February 25, 2003
Beginning on Monday, February 17, motorists venturing into the most central and heavily congested part of London, a zone measuring eight square miles (21 square kilometres) are required to pay a charge of £5 (G$1,500) a day. The measure, instituted by London Mayor Ken Livingstone, is an attempt to reduce the congestion, which has seen traffic-speed slow to ten miles per hour, and the money raised is to go towards improving public transportation.
The way the system is devised, drivers entering the specified area will pay the charge between 7:00 am and 6:30 pm from Monday to Friday; public holidays are excluded. Signs have been erected which alert motorists that they are entering the charging area. The fee can be paid either in advance or on the day of travel and this could be done via the internet, over the phone, by text message, in person - at selected newsagents, convenience stores and petrol stations and at self-service machines in some car-parks within the zone.
Once the fee has been paid, the vehicle’s number plate is registered on a database. Some 900 cameras have been erected within the zone, to take close-ups of number plates. These are sent to a computer which records the date and time the images are taken and the number plates are then matched against the database, immediately revealing whether the charge has been paid. Motorists who have not paid by 10:00 pm on the day of travel have to pay a £5 surcharge; those who have not paid by midnight receive a penalty notice for an £80 fine, which is reduced to £40 if paid within 14 days. Those who fail to pay the penalty charge within 28 days will be fined £120. Persistent non-payers may have their vehicles clamped and removed.
The system was set up after other methods to ease congestion, including widening streets and building new roads, failed. While there has been opposition to the charge, on the first day 100,000 drivers paid with 10,000 defaulting; some 45,000 buses, taxis and emergency vehicles, were exempted. It was estimated that there was a 25% reduction in traffic, but this could also have been attributed to the half-term school holiday.
Given the scheme’s heavy reliance on computer and internet technology, and the fact that these systems could be hacked into, infected with viruses or sometimes just collapse on their own, there are bound to be problems. However, the first day was reported to have been smoother than was expected. And by Easter, the mayor expects to make a firm assessment of the scheme’s success. He hopes that in a year, London would realise £130 million from the charge, using £90 million for improving bus services and £4 million for creating safe walking routes to schools.
Georgetown does not experience congestion of the magnitude seen in London, but shopping areas, particularly around markets, prove frustrating to traverse during the rush hour and on shopping days.

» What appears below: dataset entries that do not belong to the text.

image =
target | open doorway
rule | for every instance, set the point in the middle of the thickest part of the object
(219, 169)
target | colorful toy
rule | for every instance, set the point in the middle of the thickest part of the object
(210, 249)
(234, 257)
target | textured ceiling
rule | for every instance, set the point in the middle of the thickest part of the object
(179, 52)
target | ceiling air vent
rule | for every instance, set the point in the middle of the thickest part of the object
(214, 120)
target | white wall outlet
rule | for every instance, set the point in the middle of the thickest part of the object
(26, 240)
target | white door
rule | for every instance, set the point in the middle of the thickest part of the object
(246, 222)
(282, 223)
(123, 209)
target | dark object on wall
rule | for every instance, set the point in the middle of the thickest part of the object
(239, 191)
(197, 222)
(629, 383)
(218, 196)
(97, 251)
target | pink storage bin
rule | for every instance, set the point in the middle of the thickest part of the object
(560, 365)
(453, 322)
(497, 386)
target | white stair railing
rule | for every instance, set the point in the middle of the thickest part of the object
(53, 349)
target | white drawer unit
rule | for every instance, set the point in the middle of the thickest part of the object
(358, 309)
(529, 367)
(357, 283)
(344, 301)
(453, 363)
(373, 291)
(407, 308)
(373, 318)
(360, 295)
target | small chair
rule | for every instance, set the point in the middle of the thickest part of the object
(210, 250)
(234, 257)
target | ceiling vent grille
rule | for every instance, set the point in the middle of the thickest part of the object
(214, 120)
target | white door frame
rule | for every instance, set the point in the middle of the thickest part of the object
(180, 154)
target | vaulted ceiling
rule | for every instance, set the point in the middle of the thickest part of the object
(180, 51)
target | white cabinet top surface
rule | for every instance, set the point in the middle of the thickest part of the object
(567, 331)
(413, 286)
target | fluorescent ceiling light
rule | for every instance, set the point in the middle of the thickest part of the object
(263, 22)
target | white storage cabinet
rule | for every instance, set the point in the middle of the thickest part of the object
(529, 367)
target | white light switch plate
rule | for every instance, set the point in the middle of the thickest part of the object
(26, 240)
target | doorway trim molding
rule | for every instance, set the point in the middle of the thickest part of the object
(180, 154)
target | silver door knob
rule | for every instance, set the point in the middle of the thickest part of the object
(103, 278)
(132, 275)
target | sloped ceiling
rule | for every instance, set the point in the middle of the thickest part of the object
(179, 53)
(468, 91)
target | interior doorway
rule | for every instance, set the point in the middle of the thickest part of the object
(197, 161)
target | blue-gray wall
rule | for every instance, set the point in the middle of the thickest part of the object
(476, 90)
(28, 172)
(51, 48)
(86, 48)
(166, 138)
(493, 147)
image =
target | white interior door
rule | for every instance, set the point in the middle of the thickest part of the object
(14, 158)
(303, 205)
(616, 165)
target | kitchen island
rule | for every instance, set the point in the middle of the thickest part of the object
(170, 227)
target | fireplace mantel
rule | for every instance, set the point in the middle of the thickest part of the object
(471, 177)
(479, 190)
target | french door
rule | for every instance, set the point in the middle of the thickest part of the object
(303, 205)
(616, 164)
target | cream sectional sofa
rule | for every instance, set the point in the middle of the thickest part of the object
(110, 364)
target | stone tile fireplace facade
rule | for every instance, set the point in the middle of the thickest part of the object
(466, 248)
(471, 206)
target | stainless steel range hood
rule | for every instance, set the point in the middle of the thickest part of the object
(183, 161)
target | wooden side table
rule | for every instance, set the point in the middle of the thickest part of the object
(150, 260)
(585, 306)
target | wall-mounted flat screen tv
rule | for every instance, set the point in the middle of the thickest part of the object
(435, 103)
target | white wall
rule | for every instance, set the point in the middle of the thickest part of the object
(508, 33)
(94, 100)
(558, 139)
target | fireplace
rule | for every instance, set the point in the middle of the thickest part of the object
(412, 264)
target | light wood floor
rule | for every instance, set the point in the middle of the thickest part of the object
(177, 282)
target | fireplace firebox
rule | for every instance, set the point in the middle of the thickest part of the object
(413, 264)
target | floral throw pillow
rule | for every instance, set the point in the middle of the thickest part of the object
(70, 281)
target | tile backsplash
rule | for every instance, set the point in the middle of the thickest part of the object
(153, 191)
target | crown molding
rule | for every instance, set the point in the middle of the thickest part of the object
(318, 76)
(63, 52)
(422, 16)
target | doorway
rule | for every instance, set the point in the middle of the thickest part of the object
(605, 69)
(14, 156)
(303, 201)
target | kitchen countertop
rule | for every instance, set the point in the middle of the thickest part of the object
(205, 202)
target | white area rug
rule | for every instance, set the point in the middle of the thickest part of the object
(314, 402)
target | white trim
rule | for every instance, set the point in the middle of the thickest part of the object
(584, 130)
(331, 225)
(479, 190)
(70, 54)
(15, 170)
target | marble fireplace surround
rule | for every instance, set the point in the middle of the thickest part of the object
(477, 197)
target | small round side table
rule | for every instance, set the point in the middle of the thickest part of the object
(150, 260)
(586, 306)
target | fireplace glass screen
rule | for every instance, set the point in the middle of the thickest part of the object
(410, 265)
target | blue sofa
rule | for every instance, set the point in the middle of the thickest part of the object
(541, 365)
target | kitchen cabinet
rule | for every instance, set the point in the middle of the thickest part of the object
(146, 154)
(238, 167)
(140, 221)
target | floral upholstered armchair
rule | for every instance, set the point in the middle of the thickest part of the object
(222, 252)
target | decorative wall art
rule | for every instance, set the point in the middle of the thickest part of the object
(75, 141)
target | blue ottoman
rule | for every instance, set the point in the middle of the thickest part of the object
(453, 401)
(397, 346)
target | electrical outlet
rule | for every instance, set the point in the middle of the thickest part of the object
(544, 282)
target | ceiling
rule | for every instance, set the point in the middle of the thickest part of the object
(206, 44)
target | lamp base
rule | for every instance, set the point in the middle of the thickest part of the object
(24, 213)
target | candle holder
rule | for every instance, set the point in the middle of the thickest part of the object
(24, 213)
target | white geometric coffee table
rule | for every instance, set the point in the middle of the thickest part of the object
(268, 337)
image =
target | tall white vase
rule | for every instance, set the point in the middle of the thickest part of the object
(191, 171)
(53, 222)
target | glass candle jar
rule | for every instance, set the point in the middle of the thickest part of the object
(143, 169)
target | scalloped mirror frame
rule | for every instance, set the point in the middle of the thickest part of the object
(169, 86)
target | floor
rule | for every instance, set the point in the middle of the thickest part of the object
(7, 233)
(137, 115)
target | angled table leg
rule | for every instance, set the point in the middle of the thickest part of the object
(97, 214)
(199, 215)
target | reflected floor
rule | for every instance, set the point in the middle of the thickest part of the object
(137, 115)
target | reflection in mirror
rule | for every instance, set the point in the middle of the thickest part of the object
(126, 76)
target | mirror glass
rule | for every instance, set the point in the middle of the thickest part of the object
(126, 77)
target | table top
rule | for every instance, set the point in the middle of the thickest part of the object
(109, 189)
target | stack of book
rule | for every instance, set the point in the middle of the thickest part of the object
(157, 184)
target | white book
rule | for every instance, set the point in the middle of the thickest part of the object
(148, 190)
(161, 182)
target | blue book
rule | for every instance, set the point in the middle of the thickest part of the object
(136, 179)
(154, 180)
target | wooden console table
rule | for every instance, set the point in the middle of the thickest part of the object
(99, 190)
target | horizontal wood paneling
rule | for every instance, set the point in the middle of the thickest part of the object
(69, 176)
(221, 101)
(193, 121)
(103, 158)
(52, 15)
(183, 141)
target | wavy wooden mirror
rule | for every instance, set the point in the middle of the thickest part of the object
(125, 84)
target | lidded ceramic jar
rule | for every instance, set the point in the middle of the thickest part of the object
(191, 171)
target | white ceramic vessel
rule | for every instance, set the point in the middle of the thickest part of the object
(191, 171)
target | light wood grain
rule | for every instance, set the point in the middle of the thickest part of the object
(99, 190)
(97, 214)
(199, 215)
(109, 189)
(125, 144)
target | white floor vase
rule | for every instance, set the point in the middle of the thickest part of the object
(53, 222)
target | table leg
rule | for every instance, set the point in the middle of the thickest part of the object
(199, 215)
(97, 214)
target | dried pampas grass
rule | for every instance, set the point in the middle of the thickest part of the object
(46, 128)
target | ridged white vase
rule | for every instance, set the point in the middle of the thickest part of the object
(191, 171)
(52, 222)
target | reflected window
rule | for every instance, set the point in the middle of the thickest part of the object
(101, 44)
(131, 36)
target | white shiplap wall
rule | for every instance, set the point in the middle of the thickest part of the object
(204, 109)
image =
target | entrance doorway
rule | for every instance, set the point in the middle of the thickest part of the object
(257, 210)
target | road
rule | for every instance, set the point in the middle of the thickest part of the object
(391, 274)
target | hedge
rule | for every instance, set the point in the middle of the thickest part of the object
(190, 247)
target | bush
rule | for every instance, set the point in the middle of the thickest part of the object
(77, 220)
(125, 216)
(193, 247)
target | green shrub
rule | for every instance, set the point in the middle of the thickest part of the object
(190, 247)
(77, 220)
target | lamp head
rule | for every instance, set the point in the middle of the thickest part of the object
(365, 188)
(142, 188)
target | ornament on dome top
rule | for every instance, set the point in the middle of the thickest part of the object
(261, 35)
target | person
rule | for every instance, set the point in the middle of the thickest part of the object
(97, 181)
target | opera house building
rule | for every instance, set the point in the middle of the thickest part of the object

Since the widening of streets and construction of overpasses and new roads would not be financially feasible, perhaps a similar scheme could be undertaken here. While it would obviously not be of similar dimensions, it could conceivably involve the institution of more no-parking areas, public education on congestion that would encourage drivers to park and walk rather than be threatened with a fine, erection of car parks on unused plots in and around the city and more legwork by traffic policemen who would issue tickets. If the system worked, shopping would be a less unpleasant experience and it could see fewer accidents and less pollution in the city.